Kyai, Pesantren, dan Framing Media
Muhamad Sofi Mubarok -Dok Pribadi-
Oleh Muhamad Sofi Mubarok
Santri--Dosen UIN Siber Syekhnurjati Cirebon
BELAKANGAN ini, pesantren semakin sering menjadi sorotan publik. Salah satu stasiun televisi nasional, misalnya, menayangkan berita yang menggambarkan figur kyai sebagai sosok kaya raya yang menerima amplop. Bagi sebagian orang, berita seperti ini mungkin sekadar informasi biasa. Tapi bagi banyak pesantren, ini bukan sekadar headline—ini tentang harkat dan martabat.
Dalam kacamata kritis, pemberitaan semacam itu menunjukkan bagaimana media kerap melenceng dari perannya sebagai penyaji fakta. Alih-alih menarasikan kebenaran dengan jernih, ia malah berubah menjadi corong opini yang menggiring persepsi publik secara sepihak.
Noam Chomsky dan Edward S. Herman pernah menulis dalam Manufacturing Consent (1988), bahwa media bukan hanya menyampaikan kabar, tetapi juga membentuk cara kita memahami dunia. Jika logika ini diterapkan pada kasus Pesantren, kita sedang berhadapan bukan sekadar dengan berita, melainkan dengan konstruksi wacana yang punya daya rusak sosial.
Padahal, jika kita mundur sejenak dan menengok akar tradisi pesantren, kyai dalam pandangan Zamakhsyari Dhofier (1982) bukan sekadar figur keagamaan. Ia adalah poros berdirinya Pesantren. Sosok yang memandang umat dengan kasih sayang—huwa al-ladzi yanzhuru bi-‘aynir-rahmah. Dalam bingkai ini, menuduh kyai sebagai sosok yang “doyan amplop” bukan hanya tuduhan dangkal, tetapi juga pengingkaran terhadap realitas sosial dan kultural yang telah berakar berabad-abad lamanya. Martin van Bruinessen (1995) menyitir bagaimana ketokohan kyai yang bukan sekadar guru agama biasa, melainkan juga pemimpin moral yang menjadi pusat gravitasi kehidupan pesantren.
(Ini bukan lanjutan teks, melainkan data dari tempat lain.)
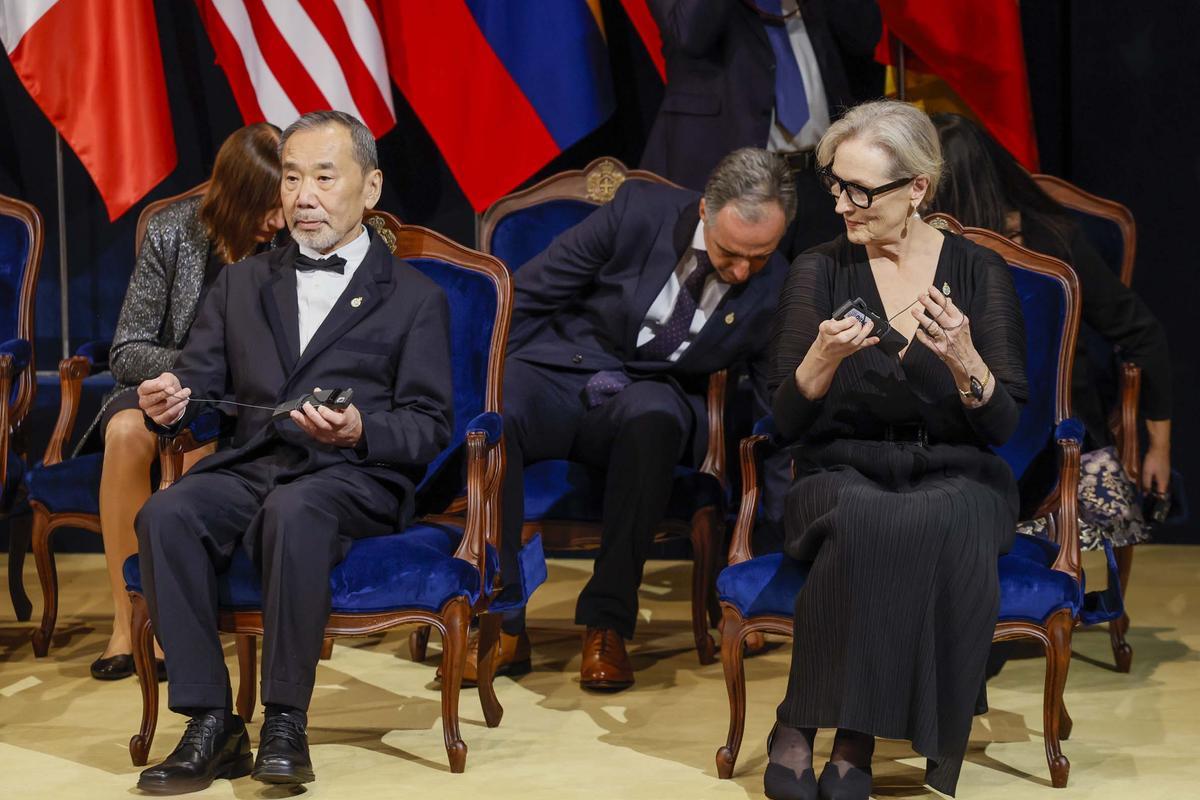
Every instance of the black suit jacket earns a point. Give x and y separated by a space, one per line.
581 302
387 337
720 77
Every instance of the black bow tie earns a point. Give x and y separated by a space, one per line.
331 264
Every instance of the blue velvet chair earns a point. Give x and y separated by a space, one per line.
439 571
21 258
563 498
1111 230
1041 582
65 493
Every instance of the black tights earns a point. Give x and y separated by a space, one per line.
792 747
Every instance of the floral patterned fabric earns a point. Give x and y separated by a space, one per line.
1109 506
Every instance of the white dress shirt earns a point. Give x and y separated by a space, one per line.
779 139
660 310
317 290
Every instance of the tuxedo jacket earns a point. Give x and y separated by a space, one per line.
387 337
720 88
581 302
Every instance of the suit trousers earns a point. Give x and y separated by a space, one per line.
636 438
298 525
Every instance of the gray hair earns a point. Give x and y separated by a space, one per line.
900 130
750 178
361 138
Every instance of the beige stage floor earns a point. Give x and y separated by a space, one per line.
376 731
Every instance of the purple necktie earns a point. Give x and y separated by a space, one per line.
675 330
791 101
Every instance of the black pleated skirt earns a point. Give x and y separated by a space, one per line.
894 624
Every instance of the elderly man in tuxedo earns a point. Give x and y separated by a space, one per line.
331 310
617 326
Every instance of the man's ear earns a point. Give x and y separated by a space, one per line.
372 188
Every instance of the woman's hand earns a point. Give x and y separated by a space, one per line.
838 338
946 330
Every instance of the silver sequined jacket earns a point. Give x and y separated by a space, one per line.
161 301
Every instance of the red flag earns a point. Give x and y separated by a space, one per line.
977 49
95 68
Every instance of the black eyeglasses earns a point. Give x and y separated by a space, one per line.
859 196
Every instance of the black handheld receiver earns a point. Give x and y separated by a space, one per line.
891 340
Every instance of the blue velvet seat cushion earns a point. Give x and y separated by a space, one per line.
69 487
414 569
570 491
767 584
1032 591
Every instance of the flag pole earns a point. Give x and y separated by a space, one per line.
64 287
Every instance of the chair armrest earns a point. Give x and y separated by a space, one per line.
1065 515
201 431
485 470
1123 421
714 457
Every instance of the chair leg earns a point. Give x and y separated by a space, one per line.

Pesantren lahir dan tumbuh dari rahim masyarakat. Ia dibangun dari gotong royong dan sebagian besar tidak memiliki akses memadai terhadap sumber daya–tentu saja kapital besar. Di Tengah keterbatasan tersebut, para kyai justru membuka pintu seluas-luasnya bagi santri dari keluarga mustadh’afin, kalangan yang sering luput dari radar pembangunan formal. Di pesantren salaf—pesantren klasik yang masih teguh dengan sistem pengajian kitab kuning—biaya pendidikan sering kali sangat minim, bahkan tidak jarang tanpa pungutan sama sekali. Uang syahriyah (biaya bulanan) yang dikelola para pengurus pesantren dari santri hanya cukup untuk membayarkan listrik, air, makan santri, dan sedikit pemeliharaan bangunan. Tak lebih. Seperti dikatakan Abdurrahman Wahid (1987), Pesantren hidup sebagai subkultur: berdiri di atas solidaritas sosial masyarakat bawah dan semangat saling menopang.
Karena itulah, tak sedikit kyai yang akhirnya harus “nombok” — menutup kekurangan biaya dari kantong pribadi. Sebagian mengelola sawah, membuka usaha kecil, atau bertani, memastikan agar pengelolaan Pesantren berjalan demi menutupi biaya operasional Pesantren. Robert W. Hefner (2000) bahkan menyebut banyak kyai sebagai moral entrepreneur—orang-orang yang menopang keberlangsungan sosial dengan modal kepercayaan, bukan kekayaan. Begitulah mereka menjaga rumah besar bernama Pesantren.